As the temperature of water increases, the weight decreases. In some cases, people say the temperature is inversely proportional to its weight or density. Let me put this in context. The warmer the water, the lower the weight and vice versa.

For example, I get two water samples with equal volumes; I freeze one and heat the other. When you calculate the weights of both samples, you will find that the cold water will weigh more than the hot water. It is as simple as that. Essentially, 1 liter of cold water will weigh more than 1 liter of hot water.

However, the weight difference might be very little since the temperature has little effect on its weight. If you weigh the 1 liter of cold water as 1.1kg, the 1 liter of hot water might weigh around 0.9kg. The discrepancy might be less or more than what is even stated above. It just depends on how hot or how cold it is.

Lastly, another factor that affects the weight of water is salinity. Unlike temperature, salinity has a lesser effect on the weight of water. Nevertheless, we should still consider it when trying to find out the weight of water.

The weight of water increases as its salinity increases. For example, if you get 10 liters of ocean water and 10 liters of fresh water for weight measurement, the former will weigh more than the latter. Since the salt will dissolve in the water, it will add to its mass, increasing its net weight.

**How to calculate the weight of water**

The volume of water is measured in liters while its weight is measured in kilograms; this means the conversion will involve both units. **Basically, 1 liter of water is equal to 1 kilogram of water.** The conversion is so simple and basic that you can calculate large figures within seconds.
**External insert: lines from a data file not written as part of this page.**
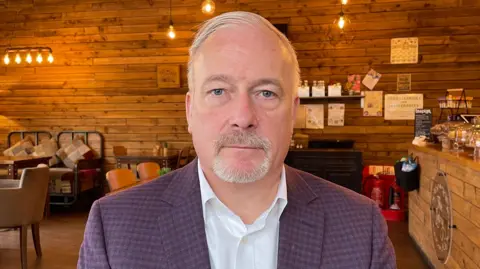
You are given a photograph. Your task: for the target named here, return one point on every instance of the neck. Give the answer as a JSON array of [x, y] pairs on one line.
[[248, 200]]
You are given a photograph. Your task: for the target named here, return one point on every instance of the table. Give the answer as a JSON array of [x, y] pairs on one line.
[[12, 164], [168, 160]]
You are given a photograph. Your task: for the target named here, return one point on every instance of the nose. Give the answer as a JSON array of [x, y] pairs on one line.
[[243, 114]]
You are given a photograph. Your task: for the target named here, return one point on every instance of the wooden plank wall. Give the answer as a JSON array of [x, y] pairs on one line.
[[107, 51]]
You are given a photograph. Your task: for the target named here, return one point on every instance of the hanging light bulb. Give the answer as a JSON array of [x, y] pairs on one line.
[[28, 58], [341, 22], [208, 7], [6, 59], [50, 58], [171, 31], [18, 60], [39, 58]]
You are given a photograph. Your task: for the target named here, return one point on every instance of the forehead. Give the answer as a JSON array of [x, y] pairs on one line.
[[242, 51]]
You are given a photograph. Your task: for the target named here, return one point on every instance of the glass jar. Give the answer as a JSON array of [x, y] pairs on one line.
[[462, 134]]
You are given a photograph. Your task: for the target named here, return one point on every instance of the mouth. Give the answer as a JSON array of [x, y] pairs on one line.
[[241, 147]]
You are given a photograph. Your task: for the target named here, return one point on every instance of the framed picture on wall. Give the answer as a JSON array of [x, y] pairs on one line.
[[168, 76]]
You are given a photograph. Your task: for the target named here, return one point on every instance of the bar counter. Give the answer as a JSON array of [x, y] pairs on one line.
[[463, 181]]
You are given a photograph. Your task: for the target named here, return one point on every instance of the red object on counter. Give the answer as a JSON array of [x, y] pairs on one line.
[[384, 191]]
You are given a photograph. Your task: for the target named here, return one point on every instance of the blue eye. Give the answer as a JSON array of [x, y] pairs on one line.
[[217, 91], [267, 94]]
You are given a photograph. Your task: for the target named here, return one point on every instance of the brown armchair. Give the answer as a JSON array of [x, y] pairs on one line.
[[22, 204]]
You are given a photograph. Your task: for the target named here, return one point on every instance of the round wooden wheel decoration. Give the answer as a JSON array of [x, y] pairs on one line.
[[441, 217]]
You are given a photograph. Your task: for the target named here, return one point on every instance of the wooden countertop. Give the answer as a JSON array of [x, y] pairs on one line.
[[323, 150], [460, 158]]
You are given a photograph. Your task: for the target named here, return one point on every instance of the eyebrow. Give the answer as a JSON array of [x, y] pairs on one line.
[[267, 81], [218, 77], [231, 80]]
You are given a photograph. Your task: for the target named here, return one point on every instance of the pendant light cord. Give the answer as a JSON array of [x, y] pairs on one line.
[[171, 22]]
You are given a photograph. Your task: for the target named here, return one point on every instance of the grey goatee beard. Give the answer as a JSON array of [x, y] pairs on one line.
[[234, 175]]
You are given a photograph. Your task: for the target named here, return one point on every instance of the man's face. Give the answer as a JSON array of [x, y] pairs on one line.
[[242, 108]]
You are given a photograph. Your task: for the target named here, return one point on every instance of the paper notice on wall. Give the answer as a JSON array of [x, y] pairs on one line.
[[404, 82], [371, 79], [404, 50], [336, 114], [402, 106], [373, 104], [314, 117], [300, 119]]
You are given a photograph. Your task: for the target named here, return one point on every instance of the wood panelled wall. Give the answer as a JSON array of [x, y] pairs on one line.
[[107, 52]]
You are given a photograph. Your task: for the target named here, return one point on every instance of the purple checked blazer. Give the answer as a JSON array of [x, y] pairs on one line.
[[160, 225]]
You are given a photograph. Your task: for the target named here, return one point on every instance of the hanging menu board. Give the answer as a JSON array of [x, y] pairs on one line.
[[423, 122]]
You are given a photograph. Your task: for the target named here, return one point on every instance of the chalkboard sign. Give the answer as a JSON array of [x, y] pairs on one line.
[[423, 122]]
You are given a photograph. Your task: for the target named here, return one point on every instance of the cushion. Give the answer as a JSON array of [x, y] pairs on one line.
[[47, 148], [62, 180], [71, 153], [23, 147]]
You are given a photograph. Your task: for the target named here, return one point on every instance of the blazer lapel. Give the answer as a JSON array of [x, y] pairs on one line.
[[181, 223], [301, 227]]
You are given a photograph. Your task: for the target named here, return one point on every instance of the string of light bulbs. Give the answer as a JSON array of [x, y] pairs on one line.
[[171, 30], [28, 51], [208, 8], [341, 18]]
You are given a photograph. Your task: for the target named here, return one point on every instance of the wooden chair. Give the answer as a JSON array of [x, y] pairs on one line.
[[120, 178], [119, 151], [184, 157], [148, 171], [22, 204]]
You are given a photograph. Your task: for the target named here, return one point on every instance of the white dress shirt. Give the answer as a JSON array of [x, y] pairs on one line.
[[231, 243]]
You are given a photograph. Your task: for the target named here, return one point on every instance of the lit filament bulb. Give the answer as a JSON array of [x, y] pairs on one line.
[[39, 58], [18, 60], [208, 7], [341, 22], [29, 58], [171, 32], [50, 58]]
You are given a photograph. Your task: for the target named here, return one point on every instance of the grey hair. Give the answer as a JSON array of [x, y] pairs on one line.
[[238, 18]]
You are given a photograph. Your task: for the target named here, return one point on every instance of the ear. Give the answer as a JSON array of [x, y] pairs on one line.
[[188, 109]]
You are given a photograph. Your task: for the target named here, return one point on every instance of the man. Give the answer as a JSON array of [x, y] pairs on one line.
[[237, 205]]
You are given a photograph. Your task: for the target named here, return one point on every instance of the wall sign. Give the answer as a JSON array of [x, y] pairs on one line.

If 1 liter of water weighs 1 kilogram, that means that **10 liters** of water will weigh **10 kilograms**. Also, **100 liters** of water will weigh **100 kilograms**. The conversion goes on and on, giving you a fundamental principle to follow when finding the weight of water in kilograms from its volume in liters

**How much do 10 liters of water weigh in lbs?**

Weight is not only measured in kilograms; it is also measured in lbs. Some people might choose to derive their result in kilograms, while some prefer to convert it to lbs. Converting the weight of water from “**kilograms**” to “**lbs**” is very easy, and all you need to do is simple multiplication.

Lbs is the unit for measuring weight in pounds. You might see it written as lbs in some places and pounds in others. Please don’t get confused when I use them interchangeably in this article.

**1 liter** of water weighs approximately **2.2 pounds**(lbs). That means that **10 liters** of water will weigh (10×2.2) about **22 pounds**. The calculation serves as the base whenever you want to convert the weight of water from kilograms to pounds.

**Final Words**

When calculating the weight of water, you should make it a priority to consider all the factors I have explained above. However, if there are no ways for you to obtain the needed parameters, then there are alternatives that you can use to find the weight of water.

A basic scale will do. All you have to do is pour the water into a bowl and place it on the scale. The scale will read the exact weight of the content without any error. Many scales measure weight in kilograms, so if you need the value in pounds, you can use the conversion I explained.